3.5. Ter zitting is door het bevoegd gezag van het Luzac College aangevoerd dat de directe reden van verwijdering het bezit van drugs is geweest, doch dat heeft meegespeeld dat [de zoon] "maatschappelijk aan het afglijden was" en dat het beleid van het Luzac College is dat zij onder geen enkele omstandigheden wil worden geassocieerd met drugs. Deze gronden kunnen echter, nog afgezien van het feit dat deze niet zijn genoemd in de brief van 15 januari 2007, het besluit tot verwijdering van [de zoon] niet zelfstandig dragen. Aangezien artikel 11 lid 4 van de studieovereenkomst niet van toepassing is, hoeven deze bijkomende omstandigheden niet in de afweging betrokken te worden.
3.6. Gezien bovenstaande overwegingen kan het besluit tot verwijdering van [de zoon] van het Luzac College geen stand houden.
3.7. Ten aanzien van de vordering van eisers met betrekking tot de afgifte van schoolboeken wordt overwogen dat de voorzieningenrechter ervan uitgaat dat bij de toelating van [de zoon] tot het onderwijs van het Luzac College hem tevens de faciliteiten ter beschikking worden gesteld die voor de andere leerlingen gelden. Derhalve ontbreekt het eisers aan voldoende belang bij die vordering, zodat die zal worden afgewezen. Evenzo ontbreekt het eisers aan voldoende belang bij hun vordering de verwijdering schriftelijk ongedaan te maken, nu de aan dit vonnis te verbinden dwangsom voldoende waarborgen biedt voor naleving daarvan door het Luzac College.
3.8. Ten overvloede wordt overwogen dat uit de brief van 15 januari 2007 niet valt te begrijpen dat met het besluit tot verwijdering van [de zoon] is beoogd de studieovereenkomst te ontbinden. Een expliciete bevoegdheid tot ontbinding is neergelegd in artikel 3 lid 5 van de algemene bepalingen van de studieovereenkomst, waarop het bevoegd gezag zich in het besluit niet heeft beroepen.
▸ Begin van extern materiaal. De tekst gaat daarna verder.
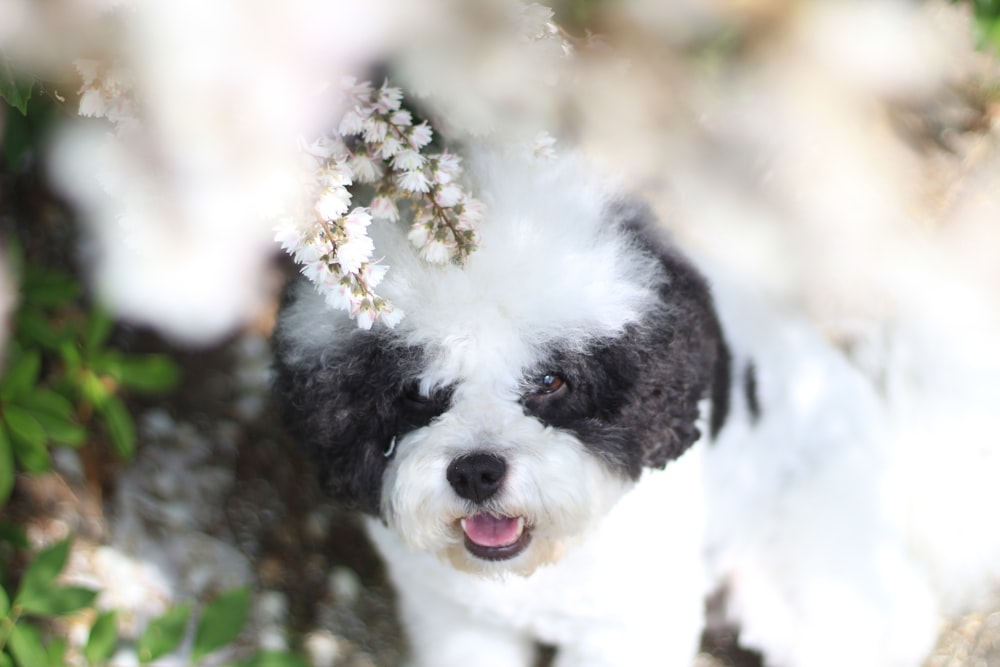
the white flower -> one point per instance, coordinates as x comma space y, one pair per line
333, 203
92, 103
413, 181
365, 169
365, 317
389, 99
472, 212
355, 252
313, 250
375, 130
316, 272
373, 273
338, 296
419, 235
401, 118
336, 175
420, 135
356, 223
390, 316
352, 123
447, 196
389, 147
449, 166
384, 208
408, 160
436, 252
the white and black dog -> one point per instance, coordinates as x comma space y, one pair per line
573, 440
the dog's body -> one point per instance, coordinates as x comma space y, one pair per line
563, 442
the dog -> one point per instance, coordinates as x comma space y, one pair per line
577, 437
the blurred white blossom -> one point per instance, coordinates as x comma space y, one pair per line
378, 145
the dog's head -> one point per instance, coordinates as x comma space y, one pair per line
524, 392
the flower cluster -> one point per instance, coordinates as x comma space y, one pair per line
378, 144
107, 92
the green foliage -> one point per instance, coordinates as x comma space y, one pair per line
221, 622
26, 621
164, 634
14, 90
64, 383
987, 18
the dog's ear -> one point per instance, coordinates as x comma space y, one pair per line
684, 357
335, 406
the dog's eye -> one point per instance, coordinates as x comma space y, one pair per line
548, 384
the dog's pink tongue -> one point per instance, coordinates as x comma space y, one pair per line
487, 530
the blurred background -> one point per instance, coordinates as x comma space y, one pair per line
837, 158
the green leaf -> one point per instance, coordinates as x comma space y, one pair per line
41, 573
151, 373
57, 652
273, 659
28, 438
163, 634
93, 389
59, 600
56, 416
120, 426
26, 646
13, 89
21, 376
6, 465
221, 622
103, 639
49, 288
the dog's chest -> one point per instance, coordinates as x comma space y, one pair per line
645, 554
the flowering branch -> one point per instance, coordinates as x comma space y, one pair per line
379, 144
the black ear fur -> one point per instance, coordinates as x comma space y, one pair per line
684, 356
345, 407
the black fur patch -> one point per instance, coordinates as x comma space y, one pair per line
633, 401
347, 406
750, 390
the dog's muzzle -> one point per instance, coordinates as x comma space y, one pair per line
478, 477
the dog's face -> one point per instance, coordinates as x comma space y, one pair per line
523, 393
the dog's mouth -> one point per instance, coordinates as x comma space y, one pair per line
495, 537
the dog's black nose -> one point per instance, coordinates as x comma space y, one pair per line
476, 476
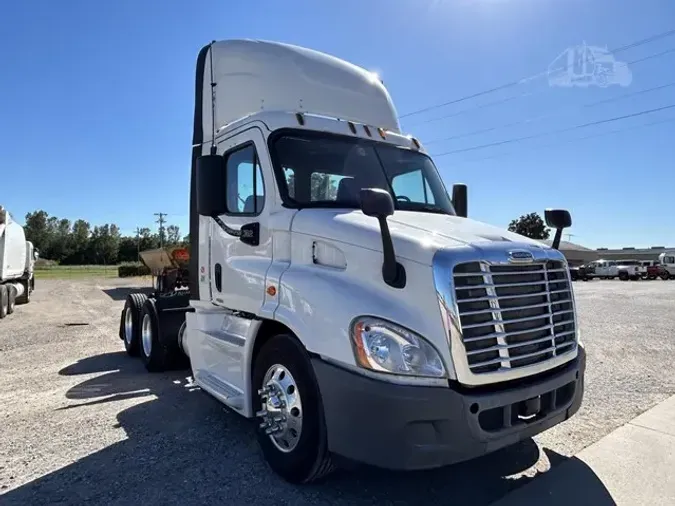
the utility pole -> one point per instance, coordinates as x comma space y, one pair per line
161, 222
138, 244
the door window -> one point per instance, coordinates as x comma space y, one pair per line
413, 187
246, 189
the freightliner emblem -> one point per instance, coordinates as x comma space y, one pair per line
520, 256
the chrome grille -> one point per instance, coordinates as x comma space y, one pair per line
514, 315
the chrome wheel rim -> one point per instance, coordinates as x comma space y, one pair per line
281, 408
146, 335
128, 325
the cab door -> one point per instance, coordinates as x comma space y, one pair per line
240, 254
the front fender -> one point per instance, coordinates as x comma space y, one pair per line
318, 304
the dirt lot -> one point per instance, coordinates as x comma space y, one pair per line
79, 420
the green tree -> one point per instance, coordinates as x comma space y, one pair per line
37, 231
172, 235
530, 225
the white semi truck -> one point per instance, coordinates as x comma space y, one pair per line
338, 294
17, 260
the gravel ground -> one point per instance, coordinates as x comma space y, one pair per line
79, 420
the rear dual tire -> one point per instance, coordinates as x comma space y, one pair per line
131, 315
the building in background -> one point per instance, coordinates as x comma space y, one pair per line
577, 255
629, 253
574, 253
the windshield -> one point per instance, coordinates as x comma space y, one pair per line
321, 170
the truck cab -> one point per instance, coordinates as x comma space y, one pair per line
340, 295
603, 269
667, 262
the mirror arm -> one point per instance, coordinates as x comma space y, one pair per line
249, 233
393, 272
556, 239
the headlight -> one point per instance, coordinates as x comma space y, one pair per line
385, 347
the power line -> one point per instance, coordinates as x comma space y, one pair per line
567, 110
161, 222
516, 97
562, 130
575, 139
533, 77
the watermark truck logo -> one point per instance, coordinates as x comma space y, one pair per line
585, 66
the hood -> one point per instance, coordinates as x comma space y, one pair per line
416, 236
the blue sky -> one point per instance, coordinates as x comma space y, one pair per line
96, 102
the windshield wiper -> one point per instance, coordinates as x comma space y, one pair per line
424, 208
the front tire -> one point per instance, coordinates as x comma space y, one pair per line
11, 299
292, 435
131, 315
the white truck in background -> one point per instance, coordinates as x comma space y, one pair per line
667, 262
17, 260
338, 293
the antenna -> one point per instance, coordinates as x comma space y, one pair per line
161, 221
213, 102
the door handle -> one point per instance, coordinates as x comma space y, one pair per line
219, 277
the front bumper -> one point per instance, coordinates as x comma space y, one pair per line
413, 427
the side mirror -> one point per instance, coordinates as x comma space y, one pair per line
376, 202
211, 185
460, 199
558, 219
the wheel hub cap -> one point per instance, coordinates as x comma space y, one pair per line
146, 335
128, 325
281, 408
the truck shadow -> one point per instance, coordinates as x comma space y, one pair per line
121, 292
183, 447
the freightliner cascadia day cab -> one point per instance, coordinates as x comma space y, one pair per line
339, 294
17, 260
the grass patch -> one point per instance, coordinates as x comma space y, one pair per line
75, 271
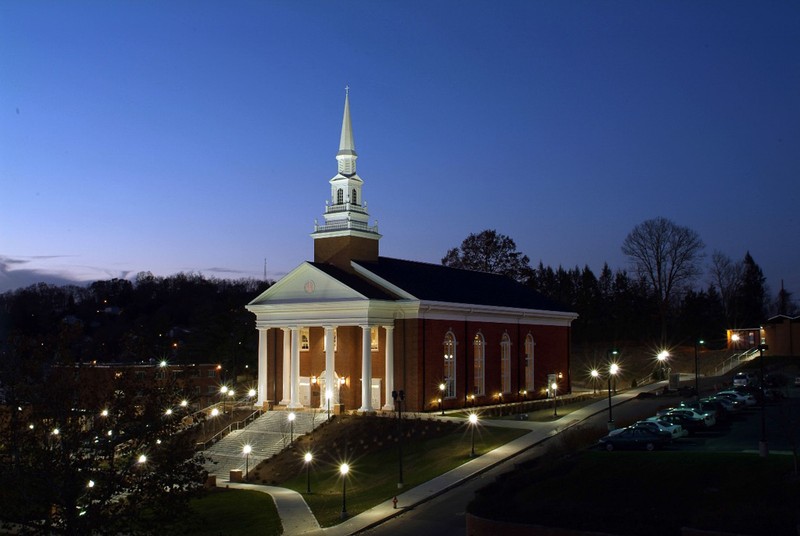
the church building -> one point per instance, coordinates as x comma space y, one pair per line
351, 327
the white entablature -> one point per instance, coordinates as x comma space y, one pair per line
307, 296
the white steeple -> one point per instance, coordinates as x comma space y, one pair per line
346, 212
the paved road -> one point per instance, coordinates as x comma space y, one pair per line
445, 515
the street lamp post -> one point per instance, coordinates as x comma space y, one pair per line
696, 375
662, 364
473, 421
328, 395
308, 457
613, 368
344, 469
398, 397
763, 448
246, 450
222, 392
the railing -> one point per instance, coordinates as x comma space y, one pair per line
735, 360
346, 225
346, 207
238, 425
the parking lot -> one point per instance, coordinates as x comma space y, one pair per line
740, 430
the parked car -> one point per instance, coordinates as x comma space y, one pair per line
746, 398
634, 438
654, 424
729, 404
708, 420
705, 406
690, 425
744, 379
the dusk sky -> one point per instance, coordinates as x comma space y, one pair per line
200, 136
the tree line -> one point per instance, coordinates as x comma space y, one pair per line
183, 318
662, 297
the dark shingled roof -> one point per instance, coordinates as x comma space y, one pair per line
434, 282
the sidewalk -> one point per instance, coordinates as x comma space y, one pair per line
297, 518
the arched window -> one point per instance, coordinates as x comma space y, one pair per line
505, 364
449, 365
529, 344
479, 349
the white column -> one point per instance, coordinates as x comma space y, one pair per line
330, 370
262, 367
294, 386
389, 378
287, 366
366, 370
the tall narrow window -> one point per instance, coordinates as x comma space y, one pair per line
449, 365
325, 342
529, 344
479, 348
505, 364
373, 338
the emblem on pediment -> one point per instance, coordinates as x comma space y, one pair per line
310, 286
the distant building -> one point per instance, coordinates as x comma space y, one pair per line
200, 382
353, 327
782, 335
744, 338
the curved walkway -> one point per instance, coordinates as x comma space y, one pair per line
297, 518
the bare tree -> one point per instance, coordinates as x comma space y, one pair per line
667, 256
727, 276
489, 251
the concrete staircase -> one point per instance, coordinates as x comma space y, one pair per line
267, 436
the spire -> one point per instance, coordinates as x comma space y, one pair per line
346, 145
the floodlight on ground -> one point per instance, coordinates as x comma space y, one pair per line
307, 458
473, 422
246, 450
343, 470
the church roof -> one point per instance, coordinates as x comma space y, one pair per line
434, 282
359, 284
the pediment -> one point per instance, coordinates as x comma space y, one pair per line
307, 284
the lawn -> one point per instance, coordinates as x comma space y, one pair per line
373, 476
232, 513
654, 493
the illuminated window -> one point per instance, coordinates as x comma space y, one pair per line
505, 364
304, 339
479, 349
450, 365
373, 336
325, 342
529, 362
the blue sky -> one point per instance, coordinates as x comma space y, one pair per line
200, 136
Dat de overeenkomst niet is ontbonden blijkt ook uit het feit dat het bevoegd gezag stelt dat van restitutie van het schoolgeld geen sprake kan zijn. Bij ontbinding zou gedeeltelijke terugbetaling wel aan de orde zijn.
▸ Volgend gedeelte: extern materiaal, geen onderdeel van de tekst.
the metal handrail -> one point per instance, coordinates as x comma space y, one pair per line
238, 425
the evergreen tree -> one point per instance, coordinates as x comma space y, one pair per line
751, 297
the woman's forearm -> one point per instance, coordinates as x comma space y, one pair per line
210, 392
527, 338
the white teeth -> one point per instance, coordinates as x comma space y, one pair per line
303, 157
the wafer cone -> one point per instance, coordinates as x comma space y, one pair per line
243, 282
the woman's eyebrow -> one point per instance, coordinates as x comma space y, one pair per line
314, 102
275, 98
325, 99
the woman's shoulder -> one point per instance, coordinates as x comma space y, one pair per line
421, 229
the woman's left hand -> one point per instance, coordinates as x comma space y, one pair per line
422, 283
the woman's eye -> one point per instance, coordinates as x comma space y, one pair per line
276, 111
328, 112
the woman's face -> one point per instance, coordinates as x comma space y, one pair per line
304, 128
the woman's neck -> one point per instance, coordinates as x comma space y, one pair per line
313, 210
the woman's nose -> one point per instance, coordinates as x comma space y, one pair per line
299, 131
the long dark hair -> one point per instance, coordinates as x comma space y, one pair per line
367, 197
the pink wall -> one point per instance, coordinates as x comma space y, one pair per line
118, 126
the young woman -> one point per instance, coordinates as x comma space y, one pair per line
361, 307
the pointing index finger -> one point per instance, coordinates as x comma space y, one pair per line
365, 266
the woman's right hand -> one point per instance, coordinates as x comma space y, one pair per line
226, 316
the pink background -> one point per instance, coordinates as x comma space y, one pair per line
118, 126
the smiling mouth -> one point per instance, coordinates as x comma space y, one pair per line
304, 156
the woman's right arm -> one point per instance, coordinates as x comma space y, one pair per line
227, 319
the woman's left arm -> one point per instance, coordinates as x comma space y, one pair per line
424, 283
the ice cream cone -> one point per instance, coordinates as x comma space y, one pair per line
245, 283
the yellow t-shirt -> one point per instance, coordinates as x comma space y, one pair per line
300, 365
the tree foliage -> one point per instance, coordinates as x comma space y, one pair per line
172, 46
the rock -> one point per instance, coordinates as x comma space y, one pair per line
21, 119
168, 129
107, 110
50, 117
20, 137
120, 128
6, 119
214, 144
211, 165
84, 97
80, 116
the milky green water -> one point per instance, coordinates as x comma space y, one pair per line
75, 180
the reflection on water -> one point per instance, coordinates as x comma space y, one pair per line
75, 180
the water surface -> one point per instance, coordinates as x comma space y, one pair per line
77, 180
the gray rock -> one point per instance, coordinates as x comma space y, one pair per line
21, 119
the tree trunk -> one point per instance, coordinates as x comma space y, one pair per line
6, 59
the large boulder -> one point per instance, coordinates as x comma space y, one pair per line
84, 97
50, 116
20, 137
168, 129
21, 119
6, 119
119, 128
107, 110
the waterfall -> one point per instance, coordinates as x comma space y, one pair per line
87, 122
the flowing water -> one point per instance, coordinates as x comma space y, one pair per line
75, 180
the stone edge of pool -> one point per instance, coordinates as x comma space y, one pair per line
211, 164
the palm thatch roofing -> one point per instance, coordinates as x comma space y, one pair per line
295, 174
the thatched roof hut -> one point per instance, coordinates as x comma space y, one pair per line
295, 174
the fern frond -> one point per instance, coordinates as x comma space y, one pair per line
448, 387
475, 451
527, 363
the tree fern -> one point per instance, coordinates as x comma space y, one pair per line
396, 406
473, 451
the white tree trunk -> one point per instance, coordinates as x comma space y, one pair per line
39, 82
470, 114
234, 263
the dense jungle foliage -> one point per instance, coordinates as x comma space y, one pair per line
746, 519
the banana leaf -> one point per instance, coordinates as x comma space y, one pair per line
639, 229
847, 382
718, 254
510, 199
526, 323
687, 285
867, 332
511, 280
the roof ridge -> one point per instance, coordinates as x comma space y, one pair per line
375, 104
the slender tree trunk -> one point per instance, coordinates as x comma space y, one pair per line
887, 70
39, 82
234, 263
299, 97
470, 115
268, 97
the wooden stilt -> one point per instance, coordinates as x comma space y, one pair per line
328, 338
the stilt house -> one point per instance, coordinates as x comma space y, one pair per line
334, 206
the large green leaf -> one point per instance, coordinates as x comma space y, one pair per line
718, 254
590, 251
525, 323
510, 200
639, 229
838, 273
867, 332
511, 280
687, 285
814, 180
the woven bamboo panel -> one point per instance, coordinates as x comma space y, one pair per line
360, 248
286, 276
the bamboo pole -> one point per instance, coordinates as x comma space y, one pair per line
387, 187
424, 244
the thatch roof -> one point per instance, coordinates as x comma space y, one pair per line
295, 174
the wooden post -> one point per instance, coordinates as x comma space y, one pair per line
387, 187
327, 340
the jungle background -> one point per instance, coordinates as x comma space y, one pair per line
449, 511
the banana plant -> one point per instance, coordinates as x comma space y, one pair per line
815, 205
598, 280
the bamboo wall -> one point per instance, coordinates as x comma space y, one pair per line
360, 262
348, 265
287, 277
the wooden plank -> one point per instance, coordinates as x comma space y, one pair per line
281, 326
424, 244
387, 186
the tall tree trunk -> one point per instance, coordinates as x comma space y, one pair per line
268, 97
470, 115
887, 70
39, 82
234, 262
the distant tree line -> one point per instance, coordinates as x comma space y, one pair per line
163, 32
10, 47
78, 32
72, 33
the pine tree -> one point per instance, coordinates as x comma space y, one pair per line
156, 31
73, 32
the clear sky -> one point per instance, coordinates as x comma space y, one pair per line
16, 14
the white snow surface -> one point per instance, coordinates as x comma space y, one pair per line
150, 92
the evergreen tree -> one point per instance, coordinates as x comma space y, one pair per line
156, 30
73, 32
3.9. Een en ander leidt tot toewijzing van de vordering van eisers tot toelating van [de zoon] tot het door het Luzac College gegeven Havo -onderwijs (jaar 4/5). De op te leggen dwangsom zal worden gemaximeerd en er zal worden bepaald dat deze dwangsom vatbaar is voor matiging door de rechter, voor zover handhaving daarvan naar maatstaven van redelijkheid en billijkheid onaanvaardbaar zou zijn, zulks mede in aanmerking genomen de mate waarin aan de veroordeling is voldaan, de ernst van de overtreding en de mate van verwijtbaarheid daarvan.
3.10. Het Luzac College zal, als de in het ongelijk gestelde partij, worden veroordeeld in de kosten van dit geding.
veroordeelt gedaagden binnen vierentwintig uur na betekening van dit vonnis [de minderjarige zoon van eisers] toe te laten tot het Havo-onderwijs (jaar 4/5) op hun vestiging in [plaats];
veroordeelt gedaagden voor iedere dag dat zij niet voldoen aan bovenstaande veroordeling een dwangsom van € 500,--, met een maximum van € 25.000,--, aan eisers te betalen;
bepaalt dat de dwangsom vatbaar is voor matiging op de wijze zoals onder 3.9 is vermeld;
veroordeelt gedaagden in de kosten van dit geding;
wijst het meer of anders gevorderde af;
verklaart dit vonnis uitvoerbaar bij voorraad.
Dit vonnis is gewezen door mr. P.A. Koppen en uitgesproken ter openbare zitting van 20 februari 2007 in tegenwoordigheid van de griffier.